Tuesday, February 24, 2015

Apple and Pear Scab

I'm almost to a point where I think that our nice weather is going to stick around for a while. The Old Farmer's Almanac winter forecast for our area has been spot-on, and their long range outlook is equally favorable. My peas are in the ground, and although I haven't seen any sprouts yet, it's still a little bit early for that.

UC IPM Illustration of the scab life cycle.
So now, in addition to getting my seeds organized and started, I need to be mindful of the fruit trees and their needs. The bees are out and about already, and they're absolutely loving our plum tree which is now in full bloom. I don't recall it ever being so fragrant in February before!

One of the problems we have here is scab on our apple and pear trees. It's common everywhere, but our cool, wet springs are absolutely perfect growing conditions for the fungi that cause these ailments. Apple scab is an infection caused by a fungus called Venturia inequalis, whereas the Pear scab is an infection caused by a close relative, V. pirina. The infections, even though they appear symptomatically similar and are also managed in essentially the same ways, are different and cannot spread interchangeably between the two types of trees.

The fungi overwinter on the ground in the leaf and fruit debris from the trees until the following spring rains come and spread the spores. If the temperatures are right (between 55 and 75 degrees F) the spores will germinate quickly in the spring. Cleaning up and removing the fallen leaves and fruit is one of the most important things you can do to manage scab in existing orchards, and in many cases can significantly reduce the severity of an infection, year over year.

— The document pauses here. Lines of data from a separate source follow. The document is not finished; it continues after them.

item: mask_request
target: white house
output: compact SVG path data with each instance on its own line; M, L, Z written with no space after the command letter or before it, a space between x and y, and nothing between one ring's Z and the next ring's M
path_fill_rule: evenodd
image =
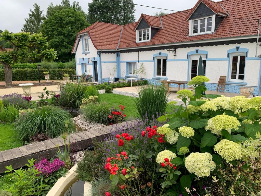
M99 82L108 81L115 65L114 76L140 78L133 71L141 64L144 78L189 81L197 75L201 55L208 89L215 90L226 76L226 91L239 93L245 86L257 94L260 19L261 1L199 0L192 9L159 17L142 14L123 26L96 22L77 33L72 52L77 74Z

If you are putting in new trees, planting resistant varieties will also help.

We have a couple of trees this year where there are some dead leaves and fruit are still stubbornly stuck to the branches on which they grew. I'm going to need to figure out a way to knock those down so I can get rid of them before the new leaves start to open. Once an infection takes hold, you cannot get rid of it- you can only do damage control for the rest of the season. It can cause a significant loss of fruit if the infection is severe, so catching it early and being vigilant in your management program is key.

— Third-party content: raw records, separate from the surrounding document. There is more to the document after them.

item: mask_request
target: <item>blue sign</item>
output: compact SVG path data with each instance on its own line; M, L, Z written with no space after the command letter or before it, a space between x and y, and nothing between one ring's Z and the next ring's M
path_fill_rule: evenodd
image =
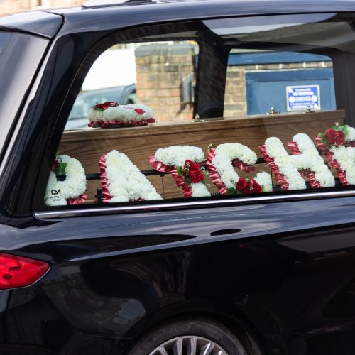
M288 111L320 110L320 85L298 85L286 87Z

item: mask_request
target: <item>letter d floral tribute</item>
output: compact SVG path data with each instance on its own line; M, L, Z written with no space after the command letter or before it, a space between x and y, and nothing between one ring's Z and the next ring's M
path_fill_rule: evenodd
M80 162L69 155L57 155L52 165L45 203L48 206L79 204L85 201L85 172Z

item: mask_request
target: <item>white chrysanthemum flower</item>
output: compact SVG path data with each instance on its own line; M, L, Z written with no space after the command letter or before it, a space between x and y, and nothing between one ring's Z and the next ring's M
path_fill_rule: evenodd
M87 119L89 119L90 122L101 121L102 119L102 111L94 110L92 108L90 109L87 114Z
M136 104L133 105L129 105L133 109L140 109L144 111L144 114L143 115L138 114L141 117L142 119L149 119L153 118L153 111L148 106L143 105L143 104Z
M349 133L346 136L346 142L355 141L355 129L354 127L348 127Z
M205 196L211 196L211 193L207 190L206 185L202 182L191 184L191 192L192 197L204 197Z
M256 174L254 179L266 192L271 192L273 191L273 179L270 174L263 171Z
M332 146L330 151L333 158L338 162L340 168L346 174L346 180L350 185L355 185L355 148Z
M155 153L155 160L169 166L183 166L187 160L202 162L204 157L203 151L193 146L170 146L160 148Z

I'm also researching spray options this year, which I don't normally do. Historically, warm and wet conditions here in the Spring means we're going to have all sorts of fungal issues to contend with, so I'm definitely interested in preventing whatever I possibly can.There are a lot of choices out there, from hard-hitting chemical concoctions, to more gentle "home remedies" that may or may not work. Keep an eye out for that, in the next couple of weeks.

What about you? Have you had any experience with apple or pear scab?